Argh, and that causes an RMP violation #PF.

FWIW, I don't *think* zeroing would be problematic for TDX. The page would get
poisoned, but KVM would re-zero the memory with MOVDIR64B and flush the cache.

> That's why we ended up needing to do this for SNP patches to make sure
> arch-specific invalidation callbacks are issued before the truncation occurs:
>
> https://github.com/mdroth/linux/commit/4ebcc04b84dd691fc6daccb9b7438402520b0704#diff-77306411fdaeb7f322a1ca756dead9feb75363aa6117b703ac118576153ddb37R233
>
> I'd planned to post those as a separate RFC to discuss, but when I came across
> this it seemed like it might be relevant to what the TDX folks might ran into
> here.
>
> If not for the zero'ing logic mentioned above, for SNP at least, the
> .free_folio() ends up working pretty nicely for both truncation and fput(),
> and even plays nicely with live update use-case where the destination gmem
> instance shares the inode->i_mapping, since iput() won't trigger the
> truncate_inode_pages_final() until the last reference goes away so we don't
> have to do anything special in kvm_gmem_release() to determine when we
> should/shouldn't issue the arch-invalidations to clean up things like the
> RMP table.
>
> It seems like the above zero'ing logic could be reworked to only zero non-page
> aligned ranges (as the comments above truncate_inode_pages_range() claim
> should be the case), which would avoid the issue for the gmem use-case. But I
> wonder if some explicit "dont-zero-these-pages" flag might be more robust.
>
> Or maybe there's some other way we should be going about this?
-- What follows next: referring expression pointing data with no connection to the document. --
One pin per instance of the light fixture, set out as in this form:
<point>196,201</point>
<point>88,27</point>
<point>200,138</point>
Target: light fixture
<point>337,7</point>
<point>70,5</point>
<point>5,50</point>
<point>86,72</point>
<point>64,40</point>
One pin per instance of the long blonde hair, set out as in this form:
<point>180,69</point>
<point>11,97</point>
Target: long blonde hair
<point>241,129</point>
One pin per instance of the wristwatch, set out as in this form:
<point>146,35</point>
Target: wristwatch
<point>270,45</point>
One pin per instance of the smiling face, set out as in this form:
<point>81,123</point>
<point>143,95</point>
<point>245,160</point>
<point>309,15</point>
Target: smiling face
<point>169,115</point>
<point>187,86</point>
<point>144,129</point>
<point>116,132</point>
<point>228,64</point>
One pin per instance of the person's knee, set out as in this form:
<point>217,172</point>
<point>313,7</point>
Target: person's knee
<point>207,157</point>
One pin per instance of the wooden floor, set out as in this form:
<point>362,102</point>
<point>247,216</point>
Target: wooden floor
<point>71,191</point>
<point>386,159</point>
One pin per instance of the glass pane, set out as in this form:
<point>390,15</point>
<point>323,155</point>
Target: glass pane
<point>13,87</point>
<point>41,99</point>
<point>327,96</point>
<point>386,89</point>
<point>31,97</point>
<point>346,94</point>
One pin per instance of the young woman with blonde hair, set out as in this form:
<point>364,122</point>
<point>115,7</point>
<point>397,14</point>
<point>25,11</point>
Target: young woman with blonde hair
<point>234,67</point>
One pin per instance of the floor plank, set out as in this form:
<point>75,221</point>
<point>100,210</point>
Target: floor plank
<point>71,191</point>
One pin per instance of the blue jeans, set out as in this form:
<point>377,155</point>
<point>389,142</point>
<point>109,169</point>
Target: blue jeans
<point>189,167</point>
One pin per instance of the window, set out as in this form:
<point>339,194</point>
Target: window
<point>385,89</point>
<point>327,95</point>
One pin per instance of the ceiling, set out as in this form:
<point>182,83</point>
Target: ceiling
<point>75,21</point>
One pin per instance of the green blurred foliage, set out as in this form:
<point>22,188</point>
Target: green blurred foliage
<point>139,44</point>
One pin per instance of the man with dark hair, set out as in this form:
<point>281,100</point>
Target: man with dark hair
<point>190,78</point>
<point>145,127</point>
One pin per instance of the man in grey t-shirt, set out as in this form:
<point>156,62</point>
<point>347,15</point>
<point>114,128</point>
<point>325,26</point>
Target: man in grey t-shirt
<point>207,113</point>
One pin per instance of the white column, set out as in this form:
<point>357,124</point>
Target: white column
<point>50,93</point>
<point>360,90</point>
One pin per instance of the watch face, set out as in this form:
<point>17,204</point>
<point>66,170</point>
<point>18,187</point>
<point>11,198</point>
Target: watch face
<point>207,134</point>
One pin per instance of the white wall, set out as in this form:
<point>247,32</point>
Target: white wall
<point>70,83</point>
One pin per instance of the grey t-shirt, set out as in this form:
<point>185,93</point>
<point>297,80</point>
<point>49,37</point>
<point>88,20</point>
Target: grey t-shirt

Skipping the write seems like the obvious solution. An address_space flag,
e.g. AS_INACCESSIBLE, would be the easiest thing to implement. Or maybe even
make it AS_DONT_ZERO_ON_TRUNCATE_DAMMIT (mostly joking).

Or a hook in address_space_operations to zero the folio, which conceptually is
better in many ways, but feels like overkill.